Chapter Sixteen #3

“Oh. Wow.” This time, I averted my eyes. “I mean, wow. Congratulations.”

“And I accepted the offer.”

I hugged her; and not one of the half-assed hugs I gave when a friend I saw frequently approached me with their arms spread out, but a real hug that lasted more than three seconds and included a squeeze and everything.

“Wow. Congratulations.”

“Thank you.”

“I knew you were destined for greatness. So I can say I’m happy for you, but I’m not at all surprised.”

“Thank you.”

I didn’t know what else to say. My cheeks tickled from the breeze hitting my face. The sun had come out from behind a cloud and I lifted a palm to shield my eyes.

“I thought you were going to Juilliard.”

“I was. And I thought about it, but I don’t know.

I’m just feeling a little tired of New York these days.

Everything here just feels so…commercialized.

Even the things that aren’t supposed to be commercial.

I don’t blame the artists themselves. The city is so expensive that of course you have to care about money.
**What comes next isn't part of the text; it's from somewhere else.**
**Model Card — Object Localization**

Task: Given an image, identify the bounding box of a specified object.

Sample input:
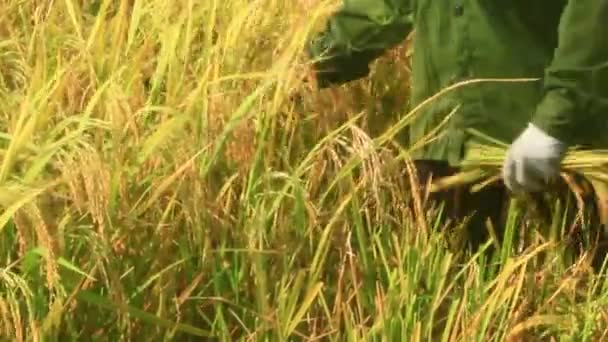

But I think four years for me here was enough. ”

During freshman year, we liked to look up apartments on StreetEasy together, arguing whether the East Village or Brooklyn was better for a new graduate.

The plan was always that Eunjin would go to Juilliard and I would be at Harvard, so I could visit her on the weekends and sublet the other bedroom when her roommate, another Juilliard student, would go home for the summer.

I couldn’t help it now. The tears fell down my eyes and onto my sweater. A couple even made it to my shoes.

“I’m sorry,” I said, wiping my nose with my sleeve. “I’m really not trying to make this about me, I promise. I am so, so, so happy for you. I want you to have everything you could possibly ever want. I’m just sad I’m not going to be able to see you all the time anymore.”

“I know, I know.” She looked down at her feet. “I’m sad about that too.”

“Why didn’t you tell me sooner? I mean, I’m not mad or anything. It’s just, I’m surprised you didn’t mention it.”

“I just, I didn’t even know if it was going to be a thing, if I was even going to go.

I applied under the assumption that I’d still choose Juilliard.

But whenever I thought about potentially moving to Austria, I’d get this feeling of fear but also excitement.

And I realized I couldn’t let fear be the reason behind my decision.

So I did another exercise. If I took fear out of the equation, what option would I choose?

And the answer was obvious at that point. ”

“But still, why didn’t you tell me? I mean, you were there with me through all my grad school stuff. I wish I could’ve been there to celebrate your grad school stuff.”

“I know, and I really wanted to tell you, I did. You were the first person I wanted to tell. But I got the acceptance letter around the same time you were hearing back from law schools and I didn’t want to rub it in your face and be like, ‘Oh hey, I got into this awesome program’ while I knew you were still figuring stuff out. ’ ”

“I know I’m crazy jealous and insane, but only about other people. Never about you. You know that.”

“I know. But still, I didn’t want to be insensitive.”

We walked back into the lobby. I offered to buy us two glasses of champagne to celebrate, but she said no. We took the elevator back down to the mall and walked outside.

“Do you have anything to do this afternoon?” she asked. “Maybe we could take a walk on the High Line.”

“Sure,” I said. If I didn’t go home now, I’d need to stay up all night to finish an essay that was due the next day. But it didn’t matter. I would go to the High Line with my best friend.

We headed south on the High Line for a few blocks but found ourselves sandwiched between crowds of slow-walking tourists and their crying children.

So we exited the trail on 23rd Street and started walking on Tenth Avenue instead, stopping by a bookstore, and then an art gallery.

The time passed comfortably, like we were floating along a lazy river, and it was nice to not be going somewhere for once, like the library or class or a club meeting, and instead float through the streets of Chelsea, stopping inside storefronts whenever we wanted to, not because we had to.

I wondered with a deep, aching melancholy how many of these afternoons together we had left.

Eunjin would move to Austria, and we would no longer live next door to each other.

She would make new friends, maybe start dressing or acting differently, and of course the first few months we would talk every day and video chat every week but eventually, our diverging experiences would lead to diverging identities so that we were no longer the two Asian girls from the Dakotas who made it to Columbia University, but a famous world-traveling violinist and a corporate lawyer living in New York City who had overlapped during a four-year stint of their lives.

It was funny how you could go from seeing someone every day to not seeing them at all.

That this friendship, even if it existed in the future, would never exist again in this same form.

That it would just be a single thread among a disparate assortment of embroidery in the comprehensive picture of our lives.

Just a tiny part of a much larger picture.

A part so small and insignificant that when you look at the picture from afar, you may not notice it at all.